From the perspective of income, Tumblr’s first quarter revenue of US$13 million will, in all likelihood, leave them short of their target of US$100 million for this year. This may not matter so much in the short term, as Yahoo doesn’t really have to make much money from Tumblr to justify its purchase. It really only has to make more money than it would have done leaving the money in investments, which won’t be hard. The only thing lost is the potential opportunity of using the money to buy something more worthwhile.

What really matters are the users. They represent a potential goldmine of opportunities for Yahoo and Yahoo’s advertisers – at least in the short term.

What about the content?

Although not on the level of 4chan, there is a great deal of pornography and other adult content on Tumblr, with some estimates putting it at around at least 11% of all of the blogs containing pornographic images and content. Of other types of undesirable content, Tumblr has acted in the past to ban pro-anorexia and self-harm blogs.
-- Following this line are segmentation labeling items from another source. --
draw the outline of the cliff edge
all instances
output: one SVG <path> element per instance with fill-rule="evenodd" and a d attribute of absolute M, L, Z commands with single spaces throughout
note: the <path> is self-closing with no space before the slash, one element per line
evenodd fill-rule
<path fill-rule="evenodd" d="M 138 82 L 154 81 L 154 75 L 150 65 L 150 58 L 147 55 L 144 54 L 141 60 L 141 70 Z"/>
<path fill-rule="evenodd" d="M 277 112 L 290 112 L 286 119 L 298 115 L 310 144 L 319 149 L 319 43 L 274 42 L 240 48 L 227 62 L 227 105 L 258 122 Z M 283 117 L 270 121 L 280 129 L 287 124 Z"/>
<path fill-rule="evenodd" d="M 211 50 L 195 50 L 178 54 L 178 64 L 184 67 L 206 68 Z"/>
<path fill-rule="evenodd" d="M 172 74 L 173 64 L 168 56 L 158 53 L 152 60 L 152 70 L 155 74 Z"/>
Part of the challenge that Yahoo faces in the short term is that any moves to act against unreasonable behaviour on Tumblr will be construed as evidence that somehow it is acting to clean up the content. This may change the character of the site for those who use it. Indeed, Yahoo may start getting pressured by advertisers to do so – especially if that is how Yahoo intends to drive revenues through the site.

Will it work?

It seems that at the moment, Mayer is doing all of the right things. So far, the proof is that Yahoo stock has risen 70% since she became CEO. The jury is still out whether she can completely turn Yahoo’s image around, even with the purchase of companies like Tumblr, but she has definitely stopped the downward trajectory Yahoo was on before she joined.

I suspect that the purchase of Tumblr will be seen as a smart move on Mayer’s part, eventually even by Tumblr’s bloggers. For the moment at least, some may need more convincing.